Interaction of FBE with IAV H1N1 HA

TEM was utilised to qualitatively evaluate structural modifications in IAV H1N1 particles following treatment with FBE (Fig. 5 and S1). Untreated viral particles displayed a characteristic spherical morphology, with discernible surface projections indicative of H1N1 HA spikes. In contrast, FBE-treated particles appeared aggregated and exhibited less-defined surface structures. Although TEM does not serve as a quantitative or conclusive method for assessing antiviral efficacy, the observed morphological alterations suggest that FBE may interact with the viral surface, potentially affecting HA-mediated entry. This hypothesis is further corroborated by the co-treatment assays, which revealed a 1.89-log reduction in viral replication, as measured by qRT-PCR (Fig. 3D). Comparable morphological changes observed via TEM have been documented in antiviral research, such as the disruption of influenza virions by graphene oxide nanoparticles, which resulted in envelope glycoprotein spike loss and particle deformation.³⁹ This morphological transformation indicates that FBE directly interacts with IAV H1N1 particles, likely inhibiting viral entry by binding to HA on the viral surface.¹⁴ These findings provide compelling evidence that FBE can neutralise IAV H1N1 particles, suggesting a promising mechanism for preventing viral infection. The interaction between FBE and IAV H1N1 was further analysed using IP-MS/MS. His-tagged HA antigens were incubated with FBE, and HA-interacting proteins were isolated using His-tag-specific magnetic beads. Immunoprecipitation followed by nano LC-MS/MS identified a 36 kDa protein (UniProt accession: V7BGE3) as the only FBE-derived candidate that selectively bound to the His-tagged haemagglutinin (HA) of IAV H1N1 (Tables S2 and S3). This protein was captured using HA-conjugated magnetic beads and remained after multiple washes, indicating a specific interaction with the viral surface glycoprotein. This mechanism may resemble the action of small-molecule inhibitors—described by Basu et al.—that target HA-mediated IAV fusion.⁴⁰ V7BGE3 was consistently identified as a potential HA-binding protein through HA-targeted proteomic analysis, suggesting its involvement in the antiviral mechanism of FBE. Although direct functional evidence remains limited, ongoing and future studies employing recombinant protein-based assays are expected to clarify its mechanistic relevance.

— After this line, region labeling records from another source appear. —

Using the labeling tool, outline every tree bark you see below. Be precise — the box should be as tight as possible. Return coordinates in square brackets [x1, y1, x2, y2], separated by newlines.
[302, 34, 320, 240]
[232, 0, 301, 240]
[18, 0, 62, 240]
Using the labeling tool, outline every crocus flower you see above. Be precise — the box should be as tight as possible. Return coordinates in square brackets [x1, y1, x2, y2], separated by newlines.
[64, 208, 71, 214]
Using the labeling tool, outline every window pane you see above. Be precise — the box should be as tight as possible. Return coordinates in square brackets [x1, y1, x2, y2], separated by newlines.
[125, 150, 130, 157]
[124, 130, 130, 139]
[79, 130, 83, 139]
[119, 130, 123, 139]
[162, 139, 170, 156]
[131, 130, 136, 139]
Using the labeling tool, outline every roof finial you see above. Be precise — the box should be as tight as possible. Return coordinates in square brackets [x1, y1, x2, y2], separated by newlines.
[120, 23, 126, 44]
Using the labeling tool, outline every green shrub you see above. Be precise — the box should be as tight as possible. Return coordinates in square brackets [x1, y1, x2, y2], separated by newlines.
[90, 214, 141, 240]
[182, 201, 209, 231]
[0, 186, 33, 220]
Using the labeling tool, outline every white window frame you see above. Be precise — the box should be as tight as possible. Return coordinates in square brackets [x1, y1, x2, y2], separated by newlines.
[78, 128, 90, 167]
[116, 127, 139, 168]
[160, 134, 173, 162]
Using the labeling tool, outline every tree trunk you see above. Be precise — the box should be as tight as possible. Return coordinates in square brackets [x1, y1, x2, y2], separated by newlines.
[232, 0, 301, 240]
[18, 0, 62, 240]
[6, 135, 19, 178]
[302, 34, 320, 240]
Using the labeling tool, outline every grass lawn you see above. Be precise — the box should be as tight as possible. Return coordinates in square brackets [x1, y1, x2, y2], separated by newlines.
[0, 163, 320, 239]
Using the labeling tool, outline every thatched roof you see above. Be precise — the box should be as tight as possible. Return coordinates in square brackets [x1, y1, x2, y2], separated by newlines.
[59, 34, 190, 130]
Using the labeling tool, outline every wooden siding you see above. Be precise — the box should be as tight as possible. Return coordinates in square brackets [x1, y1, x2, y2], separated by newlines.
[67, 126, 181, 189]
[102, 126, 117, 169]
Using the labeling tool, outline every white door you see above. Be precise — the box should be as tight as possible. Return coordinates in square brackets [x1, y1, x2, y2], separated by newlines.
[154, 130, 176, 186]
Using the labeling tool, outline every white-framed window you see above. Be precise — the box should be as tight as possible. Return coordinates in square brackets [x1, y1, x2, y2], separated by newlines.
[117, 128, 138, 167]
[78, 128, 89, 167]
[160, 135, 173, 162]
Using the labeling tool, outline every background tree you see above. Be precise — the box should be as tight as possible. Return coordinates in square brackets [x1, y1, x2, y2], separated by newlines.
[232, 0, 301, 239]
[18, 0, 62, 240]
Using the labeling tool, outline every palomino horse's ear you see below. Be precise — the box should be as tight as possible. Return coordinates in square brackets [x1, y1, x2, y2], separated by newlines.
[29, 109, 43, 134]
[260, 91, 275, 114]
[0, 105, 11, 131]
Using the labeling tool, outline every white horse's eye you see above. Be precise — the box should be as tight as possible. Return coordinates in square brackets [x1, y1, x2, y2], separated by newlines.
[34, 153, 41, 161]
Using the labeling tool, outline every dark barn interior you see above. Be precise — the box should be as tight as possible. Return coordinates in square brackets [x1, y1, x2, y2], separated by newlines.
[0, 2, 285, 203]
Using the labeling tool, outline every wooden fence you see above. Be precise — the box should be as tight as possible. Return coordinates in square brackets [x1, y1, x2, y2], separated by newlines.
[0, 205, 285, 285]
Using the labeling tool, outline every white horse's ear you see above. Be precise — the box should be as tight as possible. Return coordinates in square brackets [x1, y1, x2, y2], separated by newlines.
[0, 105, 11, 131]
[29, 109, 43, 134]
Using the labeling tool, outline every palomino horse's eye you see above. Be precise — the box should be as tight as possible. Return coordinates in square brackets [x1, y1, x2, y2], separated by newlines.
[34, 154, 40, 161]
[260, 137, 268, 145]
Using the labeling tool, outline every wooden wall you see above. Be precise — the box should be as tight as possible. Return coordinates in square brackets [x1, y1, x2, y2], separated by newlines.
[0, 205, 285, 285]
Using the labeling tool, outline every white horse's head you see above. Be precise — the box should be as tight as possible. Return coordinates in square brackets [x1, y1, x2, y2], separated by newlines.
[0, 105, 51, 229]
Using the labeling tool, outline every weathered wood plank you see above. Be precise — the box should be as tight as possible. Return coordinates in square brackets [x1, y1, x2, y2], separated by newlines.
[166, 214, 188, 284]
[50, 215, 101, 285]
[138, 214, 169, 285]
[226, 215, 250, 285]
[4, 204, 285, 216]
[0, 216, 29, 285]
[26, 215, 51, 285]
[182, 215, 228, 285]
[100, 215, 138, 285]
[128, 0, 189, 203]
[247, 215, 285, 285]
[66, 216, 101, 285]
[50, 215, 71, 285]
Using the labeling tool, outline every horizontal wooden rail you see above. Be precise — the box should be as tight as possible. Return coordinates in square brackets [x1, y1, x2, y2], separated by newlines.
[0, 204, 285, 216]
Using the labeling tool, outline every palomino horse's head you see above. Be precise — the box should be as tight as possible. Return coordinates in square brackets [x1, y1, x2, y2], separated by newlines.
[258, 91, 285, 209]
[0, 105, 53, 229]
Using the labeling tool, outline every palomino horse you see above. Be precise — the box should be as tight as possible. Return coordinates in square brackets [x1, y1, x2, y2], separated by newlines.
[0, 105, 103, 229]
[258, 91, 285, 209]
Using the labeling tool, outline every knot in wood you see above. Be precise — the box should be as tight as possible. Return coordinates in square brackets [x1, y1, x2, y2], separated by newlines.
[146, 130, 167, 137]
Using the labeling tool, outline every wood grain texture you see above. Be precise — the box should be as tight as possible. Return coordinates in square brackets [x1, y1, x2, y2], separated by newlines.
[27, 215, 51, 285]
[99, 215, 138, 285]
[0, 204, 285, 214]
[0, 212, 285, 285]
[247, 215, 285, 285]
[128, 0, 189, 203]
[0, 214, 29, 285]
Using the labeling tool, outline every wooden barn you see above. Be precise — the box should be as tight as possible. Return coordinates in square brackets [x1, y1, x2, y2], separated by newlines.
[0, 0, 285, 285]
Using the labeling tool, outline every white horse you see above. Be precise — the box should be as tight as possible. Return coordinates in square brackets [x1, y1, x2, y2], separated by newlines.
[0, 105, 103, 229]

Fig. 5 Transmission electron micrographs (TEMs) of influenza A virus (IAV) H1N1 with and without fermented navy bean extract (FBE) treatment. TEM images of IAV before (A) and after (B) FBE treatment were obtained. The arrowheads and arrows indicate distinct alterations on the outer surface of IAV H1N1. Scale bar = 100 nm.

Antiviral immune response gene expression in IAV-infected MDCK cells treated with FBE and AFL

The effects of FBE and AFL on key antiviral immune response genes in IAV H1N1-infected MDCK cells revealed varied gene responses across treatments (Fig. 6). Interferon regulatory factor 3 (IRF3) expression significantly increased at high FBE and AFL concentrations (100 μg mL⁻¹), yielding 1.53- and 2.06-fold increases, respectively, suggesting an enhanced antiviral response. Although the expression was not significantly different at low concentrations, this increase at higher concentrations aligns with the critical role of IRF3 in interferon production and interferon-stimulated gene (ISG) regulation.⁴¹

Fig. 6 Expression analysis of antiviral immune response genes in influenza A virus (IAV) H1N1-infected MDCK cells treated with fermented navy bean extract (FBE) and antifungal lectin (AFL). The effects of FBE and AFL on the mRNA expression levels of (A) IRF3, (B) IFN-α, (C) IFN-β, (D) STAT1, (E) STAT2, and (F) ISG15 in IAV-infected cells were assessed using qRT-PCR. All expression levels were normalized to the control. The asterisks (*) indicate significant differences compared with the untreated mock, as determined using Dunnett's multiple-comparison test (* p < 0.05, ** p < 0.01, and *** p < 0.001), while hash (#) indicates significant differences compared with the corresponding sample (# p < 0.05, ## p < 0.01, and ### p < 0.001), as determined using Student's t-test. ns, not significant.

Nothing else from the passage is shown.